Diam ku tundukkan kepala berharap hatiku tetap terpusat pada ujaran dzikir sir. "Hasbunallah wa ni'mal wakil" membatin kulafalkan ini terus. Mataku liar menunggu Muazzin. Bapak berbaju batik yang ikut dalam obrolan itu maju ke depan dan memanggil waktu sholat Mahrib.
"Alhamdulillah, akhirnya kebisingan ini hilang".
Sebelum pulang, aku mampir ke Rumah Roti. Perutku telah menunjukkan kekosongannya. Ku ambil tiga keping roti. Motor kugeber pelan saat memasuki depan gang. Seperti biasa, waspada saat memasuki mulut gang, kalu-kalau ada kendaraan yang melaju. Karena rata-rata pemakai kendaran saat jam mahrib adalah seumuran SMA yang lagi suka ngebut kalau keluar gang.
Kusibak kasur yang masih terlipat. Kulihat hamparan buku yang belum juga selesai kubaca. Beebrapa paragrap yang sudah kubaca "History of the Arabs" karangan Philip K. Hitty (sebagai perbandingan referensi terhadap penulis barat tentang Islam) mengingatkan aku akan kejadin di mesjid tadi. Ternyata kejadian ini terjadi pada zaman penyebaran Islam. Saat itu Islam menjadi kekuatan besar dan hebat. Melebarkan sayap kesana-sini. Hingga bercokol di Spayol untuk beberap saat.
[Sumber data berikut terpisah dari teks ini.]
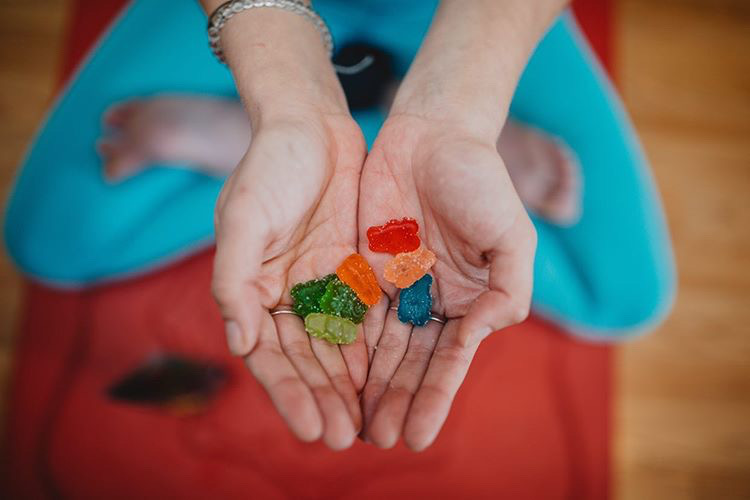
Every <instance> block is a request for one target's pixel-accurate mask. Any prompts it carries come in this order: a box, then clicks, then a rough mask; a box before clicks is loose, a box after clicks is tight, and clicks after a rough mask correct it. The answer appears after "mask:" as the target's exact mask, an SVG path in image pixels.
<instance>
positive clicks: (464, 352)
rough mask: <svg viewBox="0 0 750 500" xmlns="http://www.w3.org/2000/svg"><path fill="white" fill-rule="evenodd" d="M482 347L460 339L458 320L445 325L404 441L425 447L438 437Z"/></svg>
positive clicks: (408, 419) (423, 379)
mask: <svg viewBox="0 0 750 500" xmlns="http://www.w3.org/2000/svg"><path fill="white" fill-rule="evenodd" d="M478 346H479V343H473V344H469V345H468V346H463V345H461V343H460V342H458V321H457V320H452V321H449V322H448V324H446V325H445V328H444V329H443V333H442V334H441V335H440V340H439V341H438V343H437V346H436V347H435V352H434V353H433V355H432V359H431V360H430V364H429V367H428V368H427V373H425V376H424V379H423V380H422V384H421V385H420V387H419V389H418V390H417V393H416V394H415V396H414V400H413V401H412V404H411V408H410V409H409V414H408V415H407V417H406V424H405V425H404V442H405V443H406V445H407V446H408V447H409V448H411V449H412V450H414V451H421V450H424V449H425V448H427V447H428V446H430V444H432V442H433V441H434V440H435V438H436V437H437V435H438V433H439V432H440V429H441V428H442V427H443V423H445V419H446V418H447V416H448V412H449V411H450V407H451V405H452V404H453V398H454V397H455V395H456V392H458V388H459V387H460V386H461V383H462V382H463V380H464V378H465V377H466V372H467V370H468V369H469V365H470V364H471V360H472V359H473V358H474V354H475V353H476V351H477V347H478Z"/></svg>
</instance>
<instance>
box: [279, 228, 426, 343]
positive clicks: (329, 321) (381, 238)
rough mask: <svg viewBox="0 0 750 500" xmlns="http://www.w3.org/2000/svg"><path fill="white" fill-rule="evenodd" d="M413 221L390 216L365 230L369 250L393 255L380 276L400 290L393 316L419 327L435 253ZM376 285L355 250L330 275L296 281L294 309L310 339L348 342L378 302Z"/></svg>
mask: <svg viewBox="0 0 750 500" xmlns="http://www.w3.org/2000/svg"><path fill="white" fill-rule="evenodd" d="M418 232H419V225H418V224H417V221H415V220H414V219H409V218H404V219H401V220H395V219H394V220H390V221H388V222H387V223H385V224H384V225H382V226H373V227H371V228H369V229H368V230H367V239H368V246H369V248H370V250H372V251H373V252H382V253H390V254H391V255H393V256H394V257H393V258H392V259H391V260H390V261H389V262H388V263H386V265H385V271H384V278H385V279H386V280H387V281H389V282H391V283H393V284H394V285H396V286H397V287H398V288H401V289H402V290H401V293H400V295H399V305H398V319H399V320H400V321H402V322H403V323H412V324H413V325H417V326H423V325H425V324H427V322H428V321H429V319H430V310H431V309H432V295H431V294H430V287H431V286H432V276H430V275H429V274H427V271H429V269H430V268H431V267H432V266H433V264H435V254H433V253H432V252H431V251H430V250H428V249H427V248H425V247H423V246H422V245H421V241H420V239H419V235H418V234H417V233H418ZM380 294H381V291H380V285H378V280H377V278H376V277H375V273H374V272H373V270H372V268H371V267H370V265H369V264H368V263H367V260H366V259H365V258H364V257H362V256H361V255H359V254H357V253H354V254H351V255H350V256H349V257H347V258H346V259H344V261H343V262H342V263H341V265H339V267H338V268H337V269H336V273H335V274H329V275H327V276H324V277H322V278H319V279H314V280H310V281H306V282H304V283H297V284H296V285H294V287H292V291H291V295H292V299H293V300H294V305H293V308H292V309H293V311H294V312H295V313H296V314H298V315H299V316H301V317H303V318H304V319H305V330H306V331H307V332H308V333H309V334H310V335H312V336H313V337H317V338H321V339H324V340H327V341H328V342H331V343H334V344H350V343H352V342H354V339H355V338H356V336H357V324H359V323H362V321H364V318H365V314H366V313H367V310H368V309H369V308H370V307H372V306H374V305H375V304H377V303H378V301H379V300H380Z"/></svg>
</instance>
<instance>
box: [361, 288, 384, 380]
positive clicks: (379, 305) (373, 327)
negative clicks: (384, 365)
mask: <svg viewBox="0 0 750 500" xmlns="http://www.w3.org/2000/svg"><path fill="white" fill-rule="evenodd" d="M390 306H391V301H390V299H389V298H388V296H387V295H385V294H383V295H382V296H381V298H380V301H378V303H377V304H375V305H374V306H372V307H371V308H370V310H369V311H367V315H366V316H365V321H364V323H362V328H363V330H364V341H365V345H366V347H367V364H368V366H369V365H370V364H372V361H373V358H374V356H375V349H376V348H377V346H378V342H380V337H381V336H382V334H383V328H384V327H385V321H386V317H387V314H388V308H389V307H390Z"/></svg>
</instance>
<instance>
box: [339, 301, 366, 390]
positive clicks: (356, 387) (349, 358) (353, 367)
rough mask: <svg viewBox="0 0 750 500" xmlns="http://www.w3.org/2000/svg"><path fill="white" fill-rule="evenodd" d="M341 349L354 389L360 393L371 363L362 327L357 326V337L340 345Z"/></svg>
mask: <svg viewBox="0 0 750 500" xmlns="http://www.w3.org/2000/svg"><path fill="white" fill-rule="evenodd" d="M368 314H369V313H368ZM339 351H340V352H341V355H342V356H343V357H344V361H345V363H346V368H347V370H348V372H349V378H350V379H351V382H352V384H353V387H354V390H355V391H356V393H357V394H359V393H360V392H361V391H362V388H363V387H364V385H365V381H366V380H367V367H368V366H369V365H370V364H369V362H368V359H367V345H366V344H365V336H364V334H363V330H362V328H361V327H359V328H357V338H356V339H354V342H352V343H351V344H344V345H341V346H339Z"/></svg>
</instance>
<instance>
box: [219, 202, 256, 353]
mask: <svg viewBox="0 0 750 500" xmlns="http://www.w3.org/2000/svg"><path fill="white" fill-rule="evenodd" d="M243 208H244V207H243ZM260 220H262V217H254V216H253V211H252V210H247V209H246V208H245V209H244V210H233V209H232V208H228V209H224V210H221V211H220V212H217V221H216V255H215V256H214V270H213V278H212V282H211V290H212V293H213V296H214V299H215V300H216V303H217V304H218V306H219V309H220V310H221V316H222V318H224V327H225V332H226V336H227V344H228V346H229V350H230V351H231V352H232V354H234V355H236V356H246V355H248V354H249V353H250V352H251V351H252V350H253V348H254V347H255V345H256V343H257V340H258V332H259V330H260V325H261V319H262V317H263V313H264V309H263V306H262V304H261V298H260V294H259V292H258V286H257V280H258V277H259V274H260V269H261V265H262V263H263V254H264V250H265V242H266V236H267V234H266V231H265V229H264V227H263V224H262V222H259V221H260Z"/></svg>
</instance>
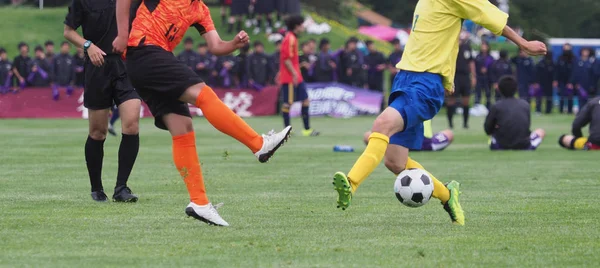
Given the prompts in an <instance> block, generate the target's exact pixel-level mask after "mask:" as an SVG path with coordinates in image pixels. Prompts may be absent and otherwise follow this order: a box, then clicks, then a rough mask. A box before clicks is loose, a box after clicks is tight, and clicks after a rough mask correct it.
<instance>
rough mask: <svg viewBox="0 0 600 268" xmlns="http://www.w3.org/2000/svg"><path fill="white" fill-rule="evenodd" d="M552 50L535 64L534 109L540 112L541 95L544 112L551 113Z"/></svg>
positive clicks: (552, 77)
mask: <svg viewBox="0 0 600 268" xmlns="http://www.w3.org/2000/svg"><path fill="white" fill-rule="evenodd" d="M554 65H555V64H554V59H553V58H552V52H551V51H548V53H547V54H546V56H544V58H543V59H541V60H540V61H539V62H538V64H537V66H536V71H535V74H536V84H537V85H536V90H537V92H536V94H535V111H536V112H537V113H541V112H542V97H544V98H546V110H545V113H546V114H550V113H552V93H553V89H554V85H553V84H554V73H555V72H556V71H555V69H556V67H555V66H554Z"/></svg>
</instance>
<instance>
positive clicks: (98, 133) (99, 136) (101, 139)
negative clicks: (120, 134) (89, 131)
mask: <svg viewBox="0 0 600 268" xmlns="http://www.w3.org/2000/svg"><path fill="white" fill-rule="evenodd" d="M106 133H108V127H100V126H96V127H94V126H92V127H90V137H91V138H92V139H93V140H97V141H101V140H105V139H106Z"/></svg>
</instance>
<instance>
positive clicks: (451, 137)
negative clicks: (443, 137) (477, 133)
mask: <svg viewBox="0 0 600 268" xmlns="http://www.w3.org/2000/svg"><path fill="white" fill-rule="evenodd" d="M442 133H443V134H444V136H446V138H447V139H448V142H449V143H450V142H452V141H454V132H452V130H449V129H446V130H443V131H442Z"/></svg>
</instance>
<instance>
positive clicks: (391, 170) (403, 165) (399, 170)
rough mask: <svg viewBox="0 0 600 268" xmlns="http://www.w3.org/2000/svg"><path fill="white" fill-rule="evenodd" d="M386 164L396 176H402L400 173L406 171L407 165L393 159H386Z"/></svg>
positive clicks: (386, 166) (403, 163)
mask: <svg viewBox="0 0 600 268" xmlns="http://www.w3.org/2000/svg"><path fill="white" fill-rule="evenodd" d="M384 163H385V167H386V168H387V169H388V170H389V171H391V172H392V173H394V174H400V172H402V171H404V170H405V169H406V163H401V162H400V161H398V160H396V159H393V158H386V159H385V161H384Z"/></svg>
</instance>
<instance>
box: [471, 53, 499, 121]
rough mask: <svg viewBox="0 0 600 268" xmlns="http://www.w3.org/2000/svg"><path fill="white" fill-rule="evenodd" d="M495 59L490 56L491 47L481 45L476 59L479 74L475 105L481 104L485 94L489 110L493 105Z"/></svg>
mask: <svg viewBox="0 0 600 268" xmlns="http://www.w3.org/2000/svg"><path fill="white" fill-rule="evenodd" d="M493 65H494V58H493V57H492V56H491V55H490V46H489V45H488V44H487V43H485V42H484V43H482V44H481V51H480V52H479V54H478V55H477V57H475V70H476V73H477V85H476V86H475V104H481V95H482V93H483V94H485V107H487V108H488V110H489V109H490V107H491V104H492V84H493V83H492V72H491V71H492V66H493Z"/></svg>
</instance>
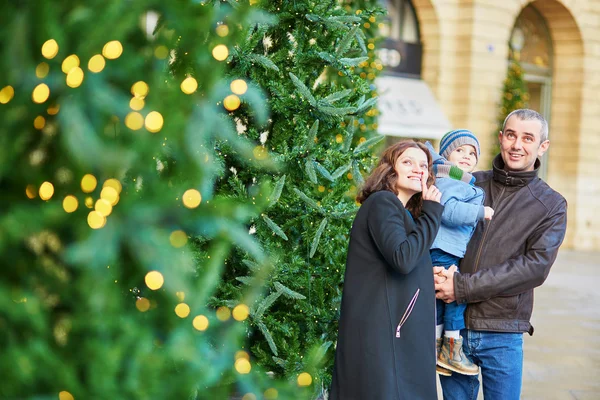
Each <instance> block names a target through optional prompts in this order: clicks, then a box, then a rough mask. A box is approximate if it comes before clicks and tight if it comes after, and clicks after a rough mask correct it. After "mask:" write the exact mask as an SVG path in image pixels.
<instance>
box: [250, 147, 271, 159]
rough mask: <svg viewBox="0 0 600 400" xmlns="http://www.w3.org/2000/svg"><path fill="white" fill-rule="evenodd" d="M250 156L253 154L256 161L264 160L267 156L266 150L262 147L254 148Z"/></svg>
mask: <svg viewBox="0 0 600 400" xmlns="http://www.w3.org/2000/svg"><path fill="white" fill-rule="evenodd" d="M252 154H254V158H256V159H257V160H264V159H265V158H267V157H268V155H269V154H268V152H267V149H265V148H264V147H263V146H256V147H255V148H254V150H252Z"/></svg>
Saat pemilihan Raja, rakyat seperti saya akan berbincang tentang masa depan negara. Siapa yang akan memajukan negara ini? Siapa pula yang menjadi batu sandungannya?
Mungkin Islam akan kalah hanyut lagi. karena Rosulullah telah memperingatkan kita.
Sebagaimana yang diriwayatkan Abu Daud, "Akan datang suatu masa, umat lain akan memperebutkan kamu, ibarat orang-orang yang lapar memperebutkan makanan dalam hidangan. Sahabat bertanya: "Apakah pada saat itu jumlah kami hanya sedikit ya Rosulullah?" Dijawb oleh beliau: "Tidak, bahkan sesungguhnya jumlah kamu pada saat itu banyak, tetapi kualitas kamu ibarat buih yang terapung di atas air bah. Dan dalam jiwamu tertanam kelemahan jiwa. Sahabat bertanya, "Apa yang dimaksud kelemahan jiwa, ya Rosulullah ?" Beliau menjawab, "Yaitu cinta dunia dan takut mati".
"Yah..mungkin ini jawaban nya, sebagian. Salah satu ciri kekalahan Islam. Banyak tapi penonton, banyak tapi berderai. Dan lebih lagi, Rosulullah mengisyratkan bahwa lemahnya jiwa orang-orang Islam, yaitu cinta dunia dan takut mati.
Na'uzubillah himanzalik. Semoga Allah selalu menggenggam kita dalam Lindungan dan Keharibaan Nya.